Netflix is not in the business of overthrowing democratically elected governments, but "House of Cards" is without a doubt a daring and uncompromising look at how far removed from the voters’ needs and realities political elites are. If the last 10 or so years of television have proved anything, it is that audiences don’t mind a destabilizing dose of ugly truth (if skillfully and inventively told) as opposed to the usual, reassuring lies.
What came out of Amazon Studios so far goes decidedly against this tendency, and nothing proves this point better than "Betas." The series follows a group of friends and their social media start-up in a fabled Silicon Valley where everything is possible and anyone can make it.
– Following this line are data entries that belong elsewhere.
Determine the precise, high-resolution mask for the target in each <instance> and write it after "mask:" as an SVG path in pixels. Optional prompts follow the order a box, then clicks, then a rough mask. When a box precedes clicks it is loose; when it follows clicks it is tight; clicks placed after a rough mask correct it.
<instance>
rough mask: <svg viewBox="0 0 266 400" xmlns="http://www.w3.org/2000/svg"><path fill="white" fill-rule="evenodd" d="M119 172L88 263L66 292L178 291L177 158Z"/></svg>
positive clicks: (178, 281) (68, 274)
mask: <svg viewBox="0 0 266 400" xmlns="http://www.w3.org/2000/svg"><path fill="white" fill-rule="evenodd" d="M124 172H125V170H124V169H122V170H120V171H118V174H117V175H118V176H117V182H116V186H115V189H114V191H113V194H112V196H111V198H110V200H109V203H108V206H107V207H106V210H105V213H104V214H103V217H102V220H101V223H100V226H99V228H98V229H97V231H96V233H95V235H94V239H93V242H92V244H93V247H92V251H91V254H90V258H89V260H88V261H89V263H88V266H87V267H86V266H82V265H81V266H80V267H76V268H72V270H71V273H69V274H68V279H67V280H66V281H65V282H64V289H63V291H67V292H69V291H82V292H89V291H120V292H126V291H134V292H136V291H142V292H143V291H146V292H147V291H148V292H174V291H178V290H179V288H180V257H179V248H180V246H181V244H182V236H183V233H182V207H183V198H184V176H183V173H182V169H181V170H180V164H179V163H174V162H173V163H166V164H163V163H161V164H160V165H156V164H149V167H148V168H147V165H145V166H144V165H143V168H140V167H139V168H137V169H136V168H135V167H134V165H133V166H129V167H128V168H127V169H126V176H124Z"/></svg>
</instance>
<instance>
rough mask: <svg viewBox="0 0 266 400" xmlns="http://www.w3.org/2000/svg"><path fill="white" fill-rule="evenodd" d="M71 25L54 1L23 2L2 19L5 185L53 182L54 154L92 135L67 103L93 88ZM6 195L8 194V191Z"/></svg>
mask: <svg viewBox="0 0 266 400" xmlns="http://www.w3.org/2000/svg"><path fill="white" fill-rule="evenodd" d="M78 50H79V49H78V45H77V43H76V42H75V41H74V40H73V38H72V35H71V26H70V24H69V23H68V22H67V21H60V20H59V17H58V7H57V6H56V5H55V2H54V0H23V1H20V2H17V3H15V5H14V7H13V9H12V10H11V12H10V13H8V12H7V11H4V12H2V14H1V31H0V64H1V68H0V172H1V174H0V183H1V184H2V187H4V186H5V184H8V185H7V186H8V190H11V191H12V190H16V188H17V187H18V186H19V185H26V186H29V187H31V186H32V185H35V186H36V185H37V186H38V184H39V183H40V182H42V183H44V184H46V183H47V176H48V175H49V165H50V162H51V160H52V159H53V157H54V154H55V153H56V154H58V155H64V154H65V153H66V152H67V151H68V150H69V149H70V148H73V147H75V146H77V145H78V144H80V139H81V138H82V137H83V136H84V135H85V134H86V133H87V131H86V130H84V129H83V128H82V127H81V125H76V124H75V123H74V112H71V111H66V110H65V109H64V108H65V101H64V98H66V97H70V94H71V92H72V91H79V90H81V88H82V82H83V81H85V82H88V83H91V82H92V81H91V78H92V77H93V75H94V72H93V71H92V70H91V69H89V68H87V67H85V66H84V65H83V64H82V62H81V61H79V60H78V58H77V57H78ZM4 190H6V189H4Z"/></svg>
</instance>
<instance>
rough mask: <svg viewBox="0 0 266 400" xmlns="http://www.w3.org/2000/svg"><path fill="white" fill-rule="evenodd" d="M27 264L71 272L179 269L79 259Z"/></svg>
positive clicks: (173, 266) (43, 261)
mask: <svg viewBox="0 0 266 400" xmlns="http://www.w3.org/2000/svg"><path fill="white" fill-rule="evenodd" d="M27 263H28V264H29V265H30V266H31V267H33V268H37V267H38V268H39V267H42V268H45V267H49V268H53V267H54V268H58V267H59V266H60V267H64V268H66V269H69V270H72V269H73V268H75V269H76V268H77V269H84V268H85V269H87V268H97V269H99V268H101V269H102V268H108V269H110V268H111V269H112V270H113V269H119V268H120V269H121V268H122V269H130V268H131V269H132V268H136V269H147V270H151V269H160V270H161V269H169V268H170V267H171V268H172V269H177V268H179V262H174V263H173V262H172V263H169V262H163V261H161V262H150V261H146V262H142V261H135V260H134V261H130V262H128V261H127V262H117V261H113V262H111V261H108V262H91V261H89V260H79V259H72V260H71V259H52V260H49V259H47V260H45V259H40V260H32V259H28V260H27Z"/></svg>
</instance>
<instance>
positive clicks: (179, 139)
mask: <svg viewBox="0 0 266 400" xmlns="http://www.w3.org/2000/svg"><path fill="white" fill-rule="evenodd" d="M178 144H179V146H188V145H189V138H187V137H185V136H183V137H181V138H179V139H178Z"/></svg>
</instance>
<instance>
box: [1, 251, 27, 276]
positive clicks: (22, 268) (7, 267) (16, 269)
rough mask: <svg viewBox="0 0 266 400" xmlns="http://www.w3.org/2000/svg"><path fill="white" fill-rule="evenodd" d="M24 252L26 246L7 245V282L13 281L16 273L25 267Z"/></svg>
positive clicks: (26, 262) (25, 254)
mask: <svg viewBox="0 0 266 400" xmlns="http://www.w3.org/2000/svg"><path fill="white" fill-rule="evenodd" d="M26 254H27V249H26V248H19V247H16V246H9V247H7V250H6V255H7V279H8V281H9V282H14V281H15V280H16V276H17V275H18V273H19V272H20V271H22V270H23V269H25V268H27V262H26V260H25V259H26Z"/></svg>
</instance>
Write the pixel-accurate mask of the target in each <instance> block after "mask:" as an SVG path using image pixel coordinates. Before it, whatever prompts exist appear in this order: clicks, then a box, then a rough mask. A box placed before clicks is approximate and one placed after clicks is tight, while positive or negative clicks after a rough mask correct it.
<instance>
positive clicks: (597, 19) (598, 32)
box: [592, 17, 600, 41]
At the moment, they're struggling, but you can bet your backside that by the end of the season theirs will be a success story, just like Mr. Bezos'. Few things and places have been mythologized as the tech scene in recent years.
As Alice Warwick points out in her new book "Status Update," "the myths of meritocracy and entrepreneurialism reinforce ideals of the tech scene that shore up its power structures and privileges.” Not only, as recent revelations indisputably prove, there is a much darker side to the sunny Californian valley than what its upper echelons prefer to let out -- Amazon itself has been reported to be as unfriendly to its warehouse workers as it is friendly to its customers. While TV series like "House of Cards," "Breaking Bad," "Rectify" or "The Wire" insinuate doubts into the viewers’ minds as what exactly constitutes fairness in 21st century America, "Alpha House" and "Betas" offer a overall sense of "it's all going to be okay."
A recent article in Forbes speculated as whether Amazon had already lost its first battle against Netflix by not posting full seasons of its new shows at once like its competitor. The author of the article suggested that "episodes need to be released all at once to allow the viewer to decide how they want to absorb them. It's the whole point of the medium [digital platforms]: customer control." But Amazon's strategy is subtler than that -- the company has allowed the customer a different sort of say in determining which of its pilots got made, making them invested and part of the process. For Amazon, a weekly appointment with viewers means more people regularly visiting a platform designed to entice them to buy things, and where a subscription lasts for a whole year). The role that TV series play in Amazon's strategy epitomize culture as another consumer good, not a way to narrate and interpret the world around us.